The FRHI acquisition will change that, Bazin said.
“This will give AccorHotels a much higher visibility in North America, specifically with the loyalty program gathering 3 million high-end members, predominately U.S.-based,” he said.
The deal would add 115 hotels and 43,000 rooms spread among the Fairmont, Raffles and Swissôtel brands. An additional 40 hotels and 13,000 rooms are in the pipeline, all of which are expected to open by 2018, Bazin said.
AccorHotels had 3,815 hotels and 500,768 rooms as of the most recent earnings period. After absorbing FRHI’s existing portfolio, AccorHotels (at 543,366 rooms) would surpass Choice Hotels International (504,357 rooms) as the No. 6 largest hotel company by room count in the world.

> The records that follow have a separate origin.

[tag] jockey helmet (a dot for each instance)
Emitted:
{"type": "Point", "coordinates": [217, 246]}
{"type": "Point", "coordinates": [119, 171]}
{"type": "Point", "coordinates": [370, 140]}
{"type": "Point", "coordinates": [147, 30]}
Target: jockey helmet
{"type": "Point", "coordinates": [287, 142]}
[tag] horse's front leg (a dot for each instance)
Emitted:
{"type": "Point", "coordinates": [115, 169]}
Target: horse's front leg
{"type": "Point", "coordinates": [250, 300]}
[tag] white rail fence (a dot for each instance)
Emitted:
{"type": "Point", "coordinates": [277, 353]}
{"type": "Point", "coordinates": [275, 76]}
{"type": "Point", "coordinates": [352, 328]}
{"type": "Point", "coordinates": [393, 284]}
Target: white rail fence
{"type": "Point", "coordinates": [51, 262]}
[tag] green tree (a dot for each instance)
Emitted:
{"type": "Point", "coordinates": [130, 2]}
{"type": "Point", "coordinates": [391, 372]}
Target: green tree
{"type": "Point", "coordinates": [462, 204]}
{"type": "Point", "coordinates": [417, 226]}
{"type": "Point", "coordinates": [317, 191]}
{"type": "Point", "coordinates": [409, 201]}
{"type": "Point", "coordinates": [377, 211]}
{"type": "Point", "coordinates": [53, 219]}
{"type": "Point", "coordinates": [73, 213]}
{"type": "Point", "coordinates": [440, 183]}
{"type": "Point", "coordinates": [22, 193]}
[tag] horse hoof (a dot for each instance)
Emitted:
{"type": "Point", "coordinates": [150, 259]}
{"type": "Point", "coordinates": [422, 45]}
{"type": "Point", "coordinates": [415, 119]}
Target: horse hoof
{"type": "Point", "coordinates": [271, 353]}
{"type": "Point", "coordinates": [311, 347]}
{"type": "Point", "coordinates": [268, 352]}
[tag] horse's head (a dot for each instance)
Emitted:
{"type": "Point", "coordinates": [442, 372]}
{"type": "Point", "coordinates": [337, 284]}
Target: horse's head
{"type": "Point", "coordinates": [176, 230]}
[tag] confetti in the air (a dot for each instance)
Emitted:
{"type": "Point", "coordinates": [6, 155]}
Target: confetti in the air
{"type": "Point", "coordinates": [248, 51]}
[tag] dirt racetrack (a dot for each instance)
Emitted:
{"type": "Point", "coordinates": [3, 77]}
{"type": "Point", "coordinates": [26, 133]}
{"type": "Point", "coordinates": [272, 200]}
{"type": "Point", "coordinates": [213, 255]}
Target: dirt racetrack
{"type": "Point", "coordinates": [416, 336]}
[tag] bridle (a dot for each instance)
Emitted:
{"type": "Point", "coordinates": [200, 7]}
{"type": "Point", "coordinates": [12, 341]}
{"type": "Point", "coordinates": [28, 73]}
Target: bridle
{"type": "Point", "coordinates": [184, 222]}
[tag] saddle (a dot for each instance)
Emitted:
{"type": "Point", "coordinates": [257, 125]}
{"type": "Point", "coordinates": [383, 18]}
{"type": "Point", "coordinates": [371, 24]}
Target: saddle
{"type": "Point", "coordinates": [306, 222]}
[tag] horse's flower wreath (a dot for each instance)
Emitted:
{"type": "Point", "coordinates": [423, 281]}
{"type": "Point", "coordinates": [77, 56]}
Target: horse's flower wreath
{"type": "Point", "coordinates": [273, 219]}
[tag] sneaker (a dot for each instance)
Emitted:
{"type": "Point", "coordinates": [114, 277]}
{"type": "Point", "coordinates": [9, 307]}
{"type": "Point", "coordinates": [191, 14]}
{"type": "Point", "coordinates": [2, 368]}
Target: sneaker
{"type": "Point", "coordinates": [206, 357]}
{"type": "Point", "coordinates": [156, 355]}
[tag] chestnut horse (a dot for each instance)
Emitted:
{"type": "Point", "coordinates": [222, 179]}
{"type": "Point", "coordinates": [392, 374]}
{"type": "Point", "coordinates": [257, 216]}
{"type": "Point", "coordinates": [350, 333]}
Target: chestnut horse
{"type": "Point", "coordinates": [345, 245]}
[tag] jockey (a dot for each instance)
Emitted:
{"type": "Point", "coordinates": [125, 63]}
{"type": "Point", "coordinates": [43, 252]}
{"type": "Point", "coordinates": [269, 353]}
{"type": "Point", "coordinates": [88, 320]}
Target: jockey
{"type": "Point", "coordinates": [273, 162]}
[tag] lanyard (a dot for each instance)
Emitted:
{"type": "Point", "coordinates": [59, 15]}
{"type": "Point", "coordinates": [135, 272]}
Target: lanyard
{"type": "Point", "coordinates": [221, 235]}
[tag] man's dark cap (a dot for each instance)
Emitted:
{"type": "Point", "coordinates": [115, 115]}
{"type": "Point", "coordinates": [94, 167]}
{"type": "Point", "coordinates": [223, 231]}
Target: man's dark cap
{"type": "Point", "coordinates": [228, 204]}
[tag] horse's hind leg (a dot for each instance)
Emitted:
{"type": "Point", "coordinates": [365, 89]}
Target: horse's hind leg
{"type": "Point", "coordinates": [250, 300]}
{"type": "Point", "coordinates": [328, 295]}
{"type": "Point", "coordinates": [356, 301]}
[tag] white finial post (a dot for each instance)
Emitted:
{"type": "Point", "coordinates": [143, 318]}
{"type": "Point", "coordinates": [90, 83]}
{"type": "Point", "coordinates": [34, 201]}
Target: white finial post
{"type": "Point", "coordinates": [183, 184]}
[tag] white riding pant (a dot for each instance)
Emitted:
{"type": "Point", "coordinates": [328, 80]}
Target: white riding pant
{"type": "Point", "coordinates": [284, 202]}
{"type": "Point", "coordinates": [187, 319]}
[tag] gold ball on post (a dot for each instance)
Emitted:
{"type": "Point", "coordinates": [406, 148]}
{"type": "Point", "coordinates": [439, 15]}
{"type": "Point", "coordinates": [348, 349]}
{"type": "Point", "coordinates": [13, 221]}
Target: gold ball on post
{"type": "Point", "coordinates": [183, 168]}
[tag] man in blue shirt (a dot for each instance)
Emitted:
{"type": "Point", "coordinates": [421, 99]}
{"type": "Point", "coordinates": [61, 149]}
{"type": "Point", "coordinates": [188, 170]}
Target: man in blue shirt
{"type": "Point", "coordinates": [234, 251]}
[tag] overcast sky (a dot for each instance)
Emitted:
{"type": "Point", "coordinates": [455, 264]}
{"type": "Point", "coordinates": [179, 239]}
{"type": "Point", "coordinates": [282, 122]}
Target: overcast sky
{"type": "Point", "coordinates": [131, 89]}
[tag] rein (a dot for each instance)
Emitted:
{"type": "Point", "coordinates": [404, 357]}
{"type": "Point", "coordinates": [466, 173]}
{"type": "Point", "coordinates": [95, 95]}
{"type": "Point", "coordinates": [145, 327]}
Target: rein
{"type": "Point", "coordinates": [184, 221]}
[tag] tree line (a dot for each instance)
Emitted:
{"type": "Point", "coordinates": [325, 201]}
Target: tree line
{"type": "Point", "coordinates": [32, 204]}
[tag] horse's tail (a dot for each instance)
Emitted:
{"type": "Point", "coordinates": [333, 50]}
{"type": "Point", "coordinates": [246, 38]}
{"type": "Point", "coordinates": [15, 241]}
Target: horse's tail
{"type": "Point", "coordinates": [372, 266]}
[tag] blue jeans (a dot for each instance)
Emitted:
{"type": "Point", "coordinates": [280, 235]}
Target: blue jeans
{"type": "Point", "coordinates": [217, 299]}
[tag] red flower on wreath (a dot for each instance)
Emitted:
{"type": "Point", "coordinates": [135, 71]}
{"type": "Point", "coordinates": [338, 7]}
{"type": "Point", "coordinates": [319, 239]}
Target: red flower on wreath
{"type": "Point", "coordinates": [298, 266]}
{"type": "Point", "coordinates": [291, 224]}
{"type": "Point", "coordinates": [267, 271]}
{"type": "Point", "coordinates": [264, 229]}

The new brands also would beget accelerated growth in the future.
“This would also create many more opportunities for growth, and we plan to speed up expansion in the luxury segment thanks to a wider range of brands available,” Bazin said.
3. Synergies of scale
As margins continue to erode in a more competitive digital landscape, Bazin said consolidation is one of the best ways to yield cost-saving synergies.
AccorHotels executives expect to reap them by pulling three key levers: hotel profit-and-loss statement maximization, marketing and distribution efficiency, and support costs optimization. The result is €65 million ($71.2 million) in total savings at an EBITDA level.
(There is a €120-million, or $131-million, implementation cost. Total synergies will be realized within three years, Bazin said.)
A more tangible example of these economies of scale can be felt with online travel agencies. While he declined to disclose specifics, Bazin said most hotel companies pay OTAs commissions of 15% to 20%.
“Accor’s contract is much lower than the one today being given to Fairmont (and) Raffles. By integrating those brands into our umbrella, (it’s) likely they will benefit from the Accor contractual rate,” he said.